KAEÜ Tıp Fakültesi Nöroloji Ana Bilim Kolu’nda misyonlu Dr. Öğretim Üyesi ve akupunktur uzmanı Yusuf Koçak, AA muhabirine, tamamlayıcı tıp uygulamaları kapsamında geçen yıl eylül ayından itibaren hastanede akupunktur, hacamat ve ozon tedavisi uygulandığını söyledi.

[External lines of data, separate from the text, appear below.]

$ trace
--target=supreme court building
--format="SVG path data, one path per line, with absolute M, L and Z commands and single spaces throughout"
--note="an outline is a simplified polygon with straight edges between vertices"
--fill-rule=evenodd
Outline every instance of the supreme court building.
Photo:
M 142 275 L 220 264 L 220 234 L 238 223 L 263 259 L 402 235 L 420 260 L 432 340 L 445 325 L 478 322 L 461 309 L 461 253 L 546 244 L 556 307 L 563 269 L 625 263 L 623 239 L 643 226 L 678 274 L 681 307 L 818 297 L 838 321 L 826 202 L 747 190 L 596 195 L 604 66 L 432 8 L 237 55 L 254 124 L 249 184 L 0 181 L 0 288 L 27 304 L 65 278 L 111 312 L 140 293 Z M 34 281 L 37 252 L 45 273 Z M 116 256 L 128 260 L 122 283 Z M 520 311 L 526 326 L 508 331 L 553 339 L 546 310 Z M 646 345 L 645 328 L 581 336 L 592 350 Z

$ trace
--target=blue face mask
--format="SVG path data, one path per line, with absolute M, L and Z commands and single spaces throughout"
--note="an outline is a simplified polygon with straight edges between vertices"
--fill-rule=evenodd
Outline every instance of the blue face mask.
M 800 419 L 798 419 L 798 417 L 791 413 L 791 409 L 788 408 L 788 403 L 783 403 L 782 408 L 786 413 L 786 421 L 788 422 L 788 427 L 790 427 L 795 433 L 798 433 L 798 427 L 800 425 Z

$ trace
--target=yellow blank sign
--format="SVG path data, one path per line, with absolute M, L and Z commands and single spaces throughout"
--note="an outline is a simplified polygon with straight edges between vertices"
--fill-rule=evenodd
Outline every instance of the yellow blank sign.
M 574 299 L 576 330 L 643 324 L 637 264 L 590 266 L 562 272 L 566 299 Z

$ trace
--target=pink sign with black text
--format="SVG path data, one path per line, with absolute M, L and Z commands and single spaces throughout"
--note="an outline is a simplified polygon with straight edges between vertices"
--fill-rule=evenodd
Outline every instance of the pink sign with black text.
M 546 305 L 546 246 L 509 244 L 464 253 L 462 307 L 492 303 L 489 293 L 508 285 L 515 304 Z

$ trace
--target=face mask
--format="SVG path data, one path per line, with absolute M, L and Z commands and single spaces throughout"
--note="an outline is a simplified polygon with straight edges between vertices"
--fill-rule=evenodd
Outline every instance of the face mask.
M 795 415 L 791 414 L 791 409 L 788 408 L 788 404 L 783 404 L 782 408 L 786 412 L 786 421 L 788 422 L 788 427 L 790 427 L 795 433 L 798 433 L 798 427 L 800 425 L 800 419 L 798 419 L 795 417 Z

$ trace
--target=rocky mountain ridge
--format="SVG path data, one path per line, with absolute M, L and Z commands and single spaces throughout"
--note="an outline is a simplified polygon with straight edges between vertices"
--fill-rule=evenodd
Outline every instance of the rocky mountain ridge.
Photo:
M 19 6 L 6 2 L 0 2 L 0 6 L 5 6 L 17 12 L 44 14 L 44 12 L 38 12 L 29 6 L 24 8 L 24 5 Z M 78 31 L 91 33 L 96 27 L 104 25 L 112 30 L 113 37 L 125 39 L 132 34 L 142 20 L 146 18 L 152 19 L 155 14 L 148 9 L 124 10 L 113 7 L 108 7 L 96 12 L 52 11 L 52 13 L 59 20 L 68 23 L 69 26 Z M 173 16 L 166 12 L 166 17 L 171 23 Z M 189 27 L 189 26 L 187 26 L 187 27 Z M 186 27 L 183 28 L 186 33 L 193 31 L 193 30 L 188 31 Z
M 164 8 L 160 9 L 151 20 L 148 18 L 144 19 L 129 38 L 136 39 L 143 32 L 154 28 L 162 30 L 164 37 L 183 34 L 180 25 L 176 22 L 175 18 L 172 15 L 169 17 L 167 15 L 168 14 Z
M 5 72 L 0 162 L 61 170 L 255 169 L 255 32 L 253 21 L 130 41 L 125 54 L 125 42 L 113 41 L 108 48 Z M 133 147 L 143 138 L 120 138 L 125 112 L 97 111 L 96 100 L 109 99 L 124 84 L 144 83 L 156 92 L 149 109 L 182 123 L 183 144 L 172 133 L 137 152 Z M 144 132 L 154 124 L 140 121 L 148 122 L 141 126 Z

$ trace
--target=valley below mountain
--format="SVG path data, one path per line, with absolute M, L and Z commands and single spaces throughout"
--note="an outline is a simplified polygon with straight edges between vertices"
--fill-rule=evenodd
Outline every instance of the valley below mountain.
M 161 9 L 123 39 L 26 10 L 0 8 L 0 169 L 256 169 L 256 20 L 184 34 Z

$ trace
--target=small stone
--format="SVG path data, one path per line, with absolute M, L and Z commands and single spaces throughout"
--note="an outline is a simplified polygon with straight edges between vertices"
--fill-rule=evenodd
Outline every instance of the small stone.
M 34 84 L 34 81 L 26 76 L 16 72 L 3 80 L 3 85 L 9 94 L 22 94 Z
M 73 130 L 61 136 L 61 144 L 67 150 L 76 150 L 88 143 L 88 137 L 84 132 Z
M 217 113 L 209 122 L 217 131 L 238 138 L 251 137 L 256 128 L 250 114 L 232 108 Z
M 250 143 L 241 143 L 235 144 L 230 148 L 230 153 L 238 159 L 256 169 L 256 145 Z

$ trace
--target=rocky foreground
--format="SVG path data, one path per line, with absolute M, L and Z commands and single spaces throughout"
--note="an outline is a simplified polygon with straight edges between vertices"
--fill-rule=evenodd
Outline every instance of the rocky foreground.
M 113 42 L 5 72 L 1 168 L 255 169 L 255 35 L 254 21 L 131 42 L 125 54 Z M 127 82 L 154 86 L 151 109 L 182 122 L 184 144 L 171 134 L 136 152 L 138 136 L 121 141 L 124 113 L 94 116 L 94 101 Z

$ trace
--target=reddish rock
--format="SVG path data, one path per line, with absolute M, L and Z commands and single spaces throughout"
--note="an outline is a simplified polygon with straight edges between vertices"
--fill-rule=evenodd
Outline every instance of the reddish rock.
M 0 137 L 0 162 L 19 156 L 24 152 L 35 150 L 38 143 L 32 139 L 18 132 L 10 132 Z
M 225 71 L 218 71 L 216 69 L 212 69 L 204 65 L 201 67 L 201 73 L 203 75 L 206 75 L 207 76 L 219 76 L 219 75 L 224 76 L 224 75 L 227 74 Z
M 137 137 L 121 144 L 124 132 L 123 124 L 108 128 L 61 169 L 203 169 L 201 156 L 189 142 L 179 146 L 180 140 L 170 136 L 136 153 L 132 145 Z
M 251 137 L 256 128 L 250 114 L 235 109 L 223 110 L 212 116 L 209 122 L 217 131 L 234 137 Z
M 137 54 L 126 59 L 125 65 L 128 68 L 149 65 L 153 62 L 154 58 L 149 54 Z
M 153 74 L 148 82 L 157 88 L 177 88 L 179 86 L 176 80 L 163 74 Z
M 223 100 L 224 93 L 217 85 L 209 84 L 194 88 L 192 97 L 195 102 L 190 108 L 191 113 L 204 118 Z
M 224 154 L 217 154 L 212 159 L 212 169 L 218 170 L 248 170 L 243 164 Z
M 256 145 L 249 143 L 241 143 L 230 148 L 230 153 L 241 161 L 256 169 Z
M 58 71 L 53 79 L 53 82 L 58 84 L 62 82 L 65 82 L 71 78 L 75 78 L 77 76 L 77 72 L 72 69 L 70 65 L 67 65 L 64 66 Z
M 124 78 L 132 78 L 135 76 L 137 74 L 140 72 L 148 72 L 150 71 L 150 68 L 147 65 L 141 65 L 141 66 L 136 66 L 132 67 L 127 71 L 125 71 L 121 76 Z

Müracaat eden hastaların 600’üne akupunktur tedavisi uyguladıklarını belirten Koçak, bu uygulamada genel muayene, kulak muayenesi ve kulak dedeksiyonu ile rahatsızlığın durumu ve uygulanacak prosedürü belirlediklerini vurguladı.

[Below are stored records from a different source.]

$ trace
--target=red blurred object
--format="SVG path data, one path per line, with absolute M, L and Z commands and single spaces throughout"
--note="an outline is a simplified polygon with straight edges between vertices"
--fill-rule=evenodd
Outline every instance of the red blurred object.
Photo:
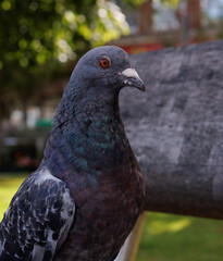
M 128 46 L 120 46 L 124 49 L 128 54 L 136 54 L 145 51 L 156 51 L 164 48 L 163 44 L 156 42 L 156 44 L 136 44 L 136 45 L 128 45 Z

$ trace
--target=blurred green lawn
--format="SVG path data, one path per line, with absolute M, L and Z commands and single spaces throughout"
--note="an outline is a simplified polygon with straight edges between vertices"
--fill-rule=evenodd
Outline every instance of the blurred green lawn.
M 0 220 L 26 174 L 0 173 Z M 223 221 L 148 213 L 137 261 L 222 261 Z

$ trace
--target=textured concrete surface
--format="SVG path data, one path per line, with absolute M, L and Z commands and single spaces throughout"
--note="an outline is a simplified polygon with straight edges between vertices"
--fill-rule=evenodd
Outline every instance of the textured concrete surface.
M 223 219 L 223 40 L 132 55 L 147 92 L 121 112 L 145 173 L 145 209 Z

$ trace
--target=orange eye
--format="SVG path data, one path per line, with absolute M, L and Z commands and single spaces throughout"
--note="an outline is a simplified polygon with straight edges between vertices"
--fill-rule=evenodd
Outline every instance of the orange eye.
M 109 58 L 102 58 L 101 60 L 100 60 L 100 65 L 101 65 L 101 67 L 109 67 L 110 66 L 110 64 L 111 64 L 111 62 L 110 62 L 110 59 Z

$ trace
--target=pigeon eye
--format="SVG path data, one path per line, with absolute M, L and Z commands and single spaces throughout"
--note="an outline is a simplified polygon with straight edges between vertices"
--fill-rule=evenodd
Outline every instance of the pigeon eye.
M 110 64 L 111 64 L 111 61 L 110 61 L 110 59 L 109 58 L 102 58 L 101 60 L 100 60 L 100 65 L 101 65 L 101 67 L 109 67 L 110 66 Z

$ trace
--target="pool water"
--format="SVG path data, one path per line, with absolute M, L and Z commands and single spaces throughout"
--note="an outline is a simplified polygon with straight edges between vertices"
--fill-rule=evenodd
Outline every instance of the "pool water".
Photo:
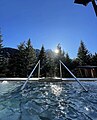
M 97 82 L 0 83 L 0 120 L 97 120 Z

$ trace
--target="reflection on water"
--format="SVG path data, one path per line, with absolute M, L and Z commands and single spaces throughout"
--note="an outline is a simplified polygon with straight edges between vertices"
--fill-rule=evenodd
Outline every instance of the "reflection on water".
M 97 83 L 0 83 L 0 120 L 97 120 Z M 5 89 L 4 90 L 2 89 Z
M 50 87 L 51 87 L 51 91 L 54 95 L 59 96 L 61 94 L 62 87 L 61 87 L 60 84 L 59 85 L 54 85 L 54 84 L 51 83 Z

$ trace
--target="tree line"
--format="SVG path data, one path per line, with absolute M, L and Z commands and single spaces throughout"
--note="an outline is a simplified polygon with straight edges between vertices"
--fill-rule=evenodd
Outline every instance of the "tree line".
M 80 42 L 77 57 L 71 59 L 68 53 L 62 50 L 61 45 L 57 45 L 58 53 L 52 50 L 45 50 L 42 45 L 41 49 L 36 51 L 33 48 L 31 40 L 18 45 L 14 54 L 4 55 L 3 40 L 0 34 L 0 77 L 28 77 L 38 60 L 40 60 L 40 77 L 59 77 L 59 60 L 76 75 L 80 73 L 77 66 L 95 65 L 97 66 L 97 53 L 92 55 L 86 48 L 83 41 Z M 37 77 L 38 68 L 36 68 L 33 77 Z M 71 77 L 67 70 L 62 66 L 63 77 Z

Sürece evvel hastaların kıssalarını dinleyerek başladıklarını anlatan Koçak, şu bilgileri verdi:
“Ağırlıklı hastalarımız migren ve baş ağrısı hastaları. Hastalarımıza bir gaye belirliyoruz. Ana gayemiz ağrılarının sıklık, şiddet ve müddetini yarı yarıya azaltmak. Hastalarımızın yüzde 80’inde bu maksadımızı yakalıyoruz. İkinci gayemiz ise ağrılarından büsbütün kurtarmak. Hastalarımızın yüzde 50’sinde de bu amaca ulaşıyoruz. Yeniden polikliniğimizde obezite, sigara bağımlılığı üzere durumlar için de tedavi uyguluyoruz. Bu durumlarda hastanın iş birliği ve ahengi çok değerli. Şayet hasta iyi bir iş birliği kurar ise bu alanlarda da tedavi başarımız epey yüksek.”

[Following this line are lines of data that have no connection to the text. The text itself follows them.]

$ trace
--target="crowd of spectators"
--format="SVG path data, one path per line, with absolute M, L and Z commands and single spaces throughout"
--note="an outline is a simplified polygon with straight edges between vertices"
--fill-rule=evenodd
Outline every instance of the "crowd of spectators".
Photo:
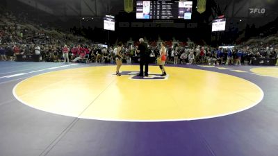
M 174 45 L 172 41 L 165 41 L 166 62 L 240 65 L 252 64 L 255 58 L 277 58 L 278 43 L 275 44 L 273 40 L 265 40 L 268 42 L 247 42 L 228 48 L 188 45 L 185 42 Z M 156 40 L 148 42 L 150 57 L 159 55 L 159 42 Z M 138 58 L 138 42 L 131 45 L 126 44 L 122 51 L 124 55 L 124 62 L 131 62 L 132 58 Z M 69 58 L 72 62 L 111 63 L 115 60 L 115 46 L 92 44 L 85 38 L 59 32 L 54 28 L 47 30 L 31 21 L 24 22 L 7 11 L 1 12 L 0 55 L 2 60 L 16 60 L 17 55 L 40 55 L 40 61 L 64 62 L 63 47 L 65 46 L 69 49 Z

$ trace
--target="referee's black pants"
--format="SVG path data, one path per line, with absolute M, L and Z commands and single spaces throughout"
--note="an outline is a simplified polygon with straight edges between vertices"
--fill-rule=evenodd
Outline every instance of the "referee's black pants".
M 148 76 L 149 73 L 149 58 L 141 57 L 140 58 L 140 73 L 139 75 L 142 76 L 144 73 L 144 65 L 145 65 L 145 76 Z

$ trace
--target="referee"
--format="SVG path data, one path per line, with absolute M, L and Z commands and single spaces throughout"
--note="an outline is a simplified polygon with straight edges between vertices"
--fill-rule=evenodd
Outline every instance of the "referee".
M 148 76 L 149 73 L 149 53 L 147 45 L 144 42 L 144 39 L 139 39 L 140 44 L 138 46 L 138 52 L 140 53 L 140 73 L 138 76 L 144 76 L 144 65 L 145 65 L 145 76 Z

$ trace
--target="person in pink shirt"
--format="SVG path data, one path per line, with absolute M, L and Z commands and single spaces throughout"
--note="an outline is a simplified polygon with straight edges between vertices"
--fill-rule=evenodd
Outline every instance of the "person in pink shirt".
M 67 60 L 67 62 L 70 62 L 69 60 L 69 51 L 70 49 L 67 48 L 67 45 L 65 45 L 64 47 L 62 49 L 63 51 L 63 56 L 64 57 L 64 63 Z
M 75 58 L 77 55 L 77 49 L 75 46 L 72 48 L 71 52 L 72 52 L 72 55 L 70 57 L 71 60 L 72 60 L 73 58 Z
M 85 55 L 85 49 L 80 47 L 79 45 L 77 47 L 77 54 L 79 55 L 78 57 L 75 58 L 74 60 L 72 60 L 73 62 L 76 62 L 81 59 L 83 59 Z

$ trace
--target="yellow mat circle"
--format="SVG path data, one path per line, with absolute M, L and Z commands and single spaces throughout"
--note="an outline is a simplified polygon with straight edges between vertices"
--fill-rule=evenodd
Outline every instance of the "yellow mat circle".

Akupunktur polikliniğinde yüklü olarak kulak akupunkturu kullandıklarını, vakit zaman gereksinim halinde beden ve öteki mikrosistem akupunkturunu da uyguladıklarını lisana getiren Koçak, şunları kaydetti:
“İlk kez kulağın muayenesiyle başlıyoruz. Kulak bize çağdaş tıpta olmayan fakat klâsik tıpta çok kullandığımız hasta ile ilgili çok kıymetli bilgiler veriyor. Kulağın formu, üzerindeki damarların durumu, pütürlerin biçimi farklı bilgiler veriyor. Kulakta reaktif noktaları denetim ederek hastanın rahatsızlığı ile ilgili bilgi ediniyoruz. Aygıtın da yardımıyla hastalığı etkileyen noktaları buluyoruz. Bulduğumuz noktalara duruma nazaran klasik süreksiz Çin iğneleri yahut kalıcı ASP iğneleri uyguluyoruz. ASP iğneler hastanın bağışıklık sisteminin gücüne nazaran zaten düşüyor. Biz müdahale etmiyoruz. Güçlü bağışıklık sistemi varsa 3 güne bu iğneler düşüyor, zayıf bir bağışıklık sistemi ya da bir derdi varsa yaklaşık 3 haftada düşüyor. Yapılan sürecin olumsuz önemli hiçbir yan tesiri yok.”